The Drummond Report’s emphasis on reform and innovation in the way health care is organized and delivered is vital. The issues it highlights – from quality and patient-centred care, through better integration of health services and long-term planning, to a welcome emphasis on prevention — are crucial directions for creating an effective health care system. And the report correctly argues that there are many opportunities for reform – and many underway across the system that can be built on. But Drummond’s prescription for reform will not be achieved because of a fatal flaw. The report totally ignores equity.

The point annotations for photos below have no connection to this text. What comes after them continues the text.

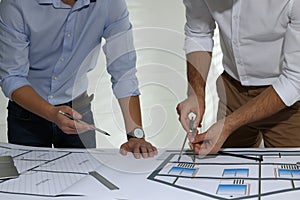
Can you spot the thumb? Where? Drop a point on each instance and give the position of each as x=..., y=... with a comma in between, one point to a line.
x=199, y=138
x=124, y=149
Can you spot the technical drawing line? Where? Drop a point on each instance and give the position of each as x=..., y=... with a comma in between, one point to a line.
x=239, y=156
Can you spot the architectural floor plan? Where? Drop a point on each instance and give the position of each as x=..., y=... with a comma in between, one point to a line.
x=46, y=172
x=232, y=177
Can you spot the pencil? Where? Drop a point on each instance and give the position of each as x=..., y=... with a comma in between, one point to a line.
x=78, y=120
x=239, y=156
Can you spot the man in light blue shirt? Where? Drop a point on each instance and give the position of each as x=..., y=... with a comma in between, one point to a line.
x=43, y=45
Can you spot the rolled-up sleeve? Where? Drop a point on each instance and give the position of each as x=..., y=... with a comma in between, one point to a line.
x=199, y=27
x=14, y=64
x=120, y=52
x=290, y=77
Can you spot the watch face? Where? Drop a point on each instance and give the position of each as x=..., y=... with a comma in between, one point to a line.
x=139, y=133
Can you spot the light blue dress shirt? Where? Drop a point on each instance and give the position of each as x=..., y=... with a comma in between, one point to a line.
x=260, y=40
x=47, y=44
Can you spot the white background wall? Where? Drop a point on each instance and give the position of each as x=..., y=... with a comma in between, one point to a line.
x=158, y=30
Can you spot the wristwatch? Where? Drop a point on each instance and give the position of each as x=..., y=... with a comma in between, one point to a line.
x=136, y=133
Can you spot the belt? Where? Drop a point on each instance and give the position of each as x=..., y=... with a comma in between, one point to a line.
x=238, y=83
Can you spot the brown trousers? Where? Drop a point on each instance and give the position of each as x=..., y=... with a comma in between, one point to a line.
x=279, y=130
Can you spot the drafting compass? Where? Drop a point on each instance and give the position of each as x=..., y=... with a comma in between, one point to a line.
x=193, y=132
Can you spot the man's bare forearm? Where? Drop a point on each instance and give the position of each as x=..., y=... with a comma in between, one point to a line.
x=32, y=101
x=131, y=111
x=262, y=106
x=198, y=64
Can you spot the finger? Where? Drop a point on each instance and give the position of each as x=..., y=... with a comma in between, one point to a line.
x=123, y=150
x=144, y=151
x=154, y=150
x=150, y=151
x=136, y=152
x=197, y=122
x=199, y=138
x=184, y=120
x=178, y=109
x=191, y=137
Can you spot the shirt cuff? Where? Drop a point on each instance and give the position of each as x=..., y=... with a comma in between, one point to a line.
x=126, y=88
x=193, y=44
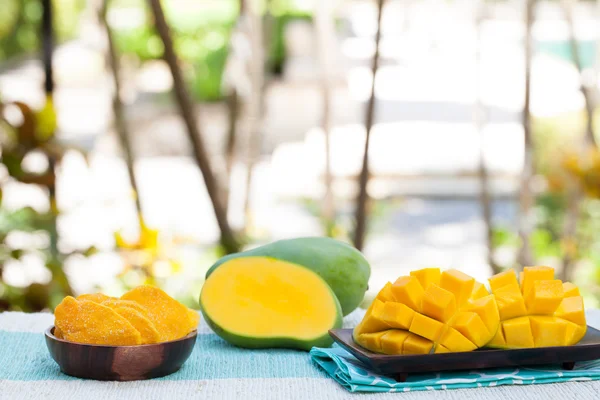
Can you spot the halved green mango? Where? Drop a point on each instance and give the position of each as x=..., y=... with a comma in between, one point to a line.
x=343, y=267
x=261, y=302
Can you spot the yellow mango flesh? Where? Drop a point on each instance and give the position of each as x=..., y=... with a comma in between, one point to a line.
x=506, y=278
x=397, y=315
x=416, y=319
x=544, y=297
x=472, y=327
x=441, y=349
x=415, y=344
x=426, y=327
x=517, y=332
x=386, y=293
x=264, y=298
x=373, y=319
x=540, y=312
x=458, y=283
x=548, y=331
x=479, y=291
x=487, y=309
x=570, y=290
x=534, y=274
x=511, y=303
x=438, y=303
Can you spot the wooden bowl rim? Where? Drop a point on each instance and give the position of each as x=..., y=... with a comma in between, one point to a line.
x=51, y=336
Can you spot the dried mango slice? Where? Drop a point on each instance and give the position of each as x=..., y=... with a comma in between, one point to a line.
x=85, y=321
x=58, y=333
x=170, y=317
x=143, y=325
x=95, y=297
x=118, y=303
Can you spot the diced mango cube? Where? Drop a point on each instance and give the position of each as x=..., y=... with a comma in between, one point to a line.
x=438, y=303
x=427, y=276
x=427, y=327
x=372, y=321
x=371, y=341
x=455, y=341
x=498, y=341
x=487, y=309
x=520, y=278
x=502, y=279
x=393, y=341
x=548, y=331
x=470, y=325
x=415, y=344
x=533, y=274
x=408, y=290
x=574, y=333
x=386, y=293
x=570, y=289
x=458, y=283
x=397, y=315
x=510, y=302
x=544, y=297
x=572, y=310
x=517, y=332
x=439, y=349
x=479, y=291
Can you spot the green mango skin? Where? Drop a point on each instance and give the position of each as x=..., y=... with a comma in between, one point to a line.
x=252, y=342
x=343, y=267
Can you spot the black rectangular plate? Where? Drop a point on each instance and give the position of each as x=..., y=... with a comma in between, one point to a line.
x=399, y=366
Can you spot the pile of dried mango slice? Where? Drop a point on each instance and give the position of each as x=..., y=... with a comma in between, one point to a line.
x=438, y=312
x=143, y=315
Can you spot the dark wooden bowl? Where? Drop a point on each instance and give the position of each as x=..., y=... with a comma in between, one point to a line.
x=119, y=363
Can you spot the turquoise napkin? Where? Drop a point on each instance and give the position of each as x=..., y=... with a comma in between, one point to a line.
x=355, y=377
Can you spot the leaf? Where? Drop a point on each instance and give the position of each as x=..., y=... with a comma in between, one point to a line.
x=26, y=132
x=46, y=121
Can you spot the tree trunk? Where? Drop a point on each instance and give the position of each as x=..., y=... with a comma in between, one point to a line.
x=257, y=100
x=186, y=108
x=233, y=107
x=526, y=197
x=575, y=196
x=325, y=37
x=362, y=199
x=118, y=110
x=587, y=91
x=480, y=117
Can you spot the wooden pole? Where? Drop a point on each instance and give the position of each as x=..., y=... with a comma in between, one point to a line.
x=363, y=196
x=186, y=108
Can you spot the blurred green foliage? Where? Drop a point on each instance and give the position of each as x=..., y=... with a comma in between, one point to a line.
x=201, y=31
x=201, y=35
x=32, y=133
x=20, y=24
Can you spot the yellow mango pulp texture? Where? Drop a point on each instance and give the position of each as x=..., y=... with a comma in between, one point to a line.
x=536, y=310
x=143, y=315
x=429, y=311
x=440, y=312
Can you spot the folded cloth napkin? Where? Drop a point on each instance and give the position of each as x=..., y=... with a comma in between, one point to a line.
x=355, y=377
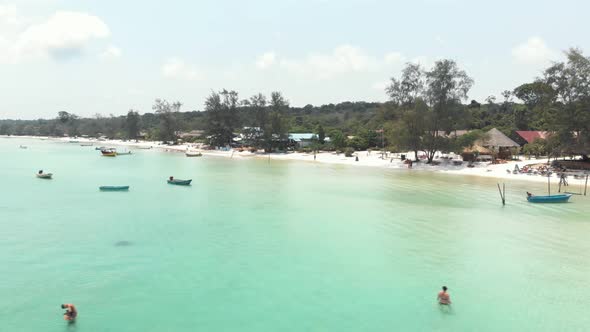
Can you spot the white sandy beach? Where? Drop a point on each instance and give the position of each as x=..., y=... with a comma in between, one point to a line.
x=365, y=159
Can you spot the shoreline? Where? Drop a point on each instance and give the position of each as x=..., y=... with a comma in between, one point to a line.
x=365, y=158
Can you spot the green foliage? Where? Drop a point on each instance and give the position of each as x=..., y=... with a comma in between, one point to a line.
x=337, y=139
x=537, y=148
x=221, y=111
x=132, y=124
x=167, y=113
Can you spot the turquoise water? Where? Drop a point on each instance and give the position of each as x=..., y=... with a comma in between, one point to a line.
x=285, y=246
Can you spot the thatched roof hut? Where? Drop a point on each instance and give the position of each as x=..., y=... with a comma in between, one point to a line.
x=496, y=139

For example, it emphasizes that preventing ill health and controlling chronic diseases is crucial, but ignores their well documented inequitable gradient of risk and burden. The incidence and impact of diabetes and other chronic diseases is far greater for lower income people and others facing social inequality and exclusion. Providing better information on the importance of good nutrition is hardly relevant for those forced to live in food desserts or survive on social assistance. Improving the quality of care is never purely clinical, but has to involve addressing systemic barriers such as language and literacy. In all these ways, equity needs to be a driving principle of health reform, every bit as important as efficiency, quality and innovation. If equity isn’t built into reform, there is real danger that access to care will become even worse for disadvantaged populations and health outcomes will become even more inequitable.
These notes are from a talk to the Toronto Hospital Collaborative on Marginalized Populations. The Collaborative is a shining example of the potential of provider networks coming together to plan and address pressing equity issues. It has been the forum where Toronto hospitals have discussed their equity plans and addressed common issues such as care for the uninsured, collecting equity-relevant data, embedding equity into indicators and addressing the wider social determinants of health.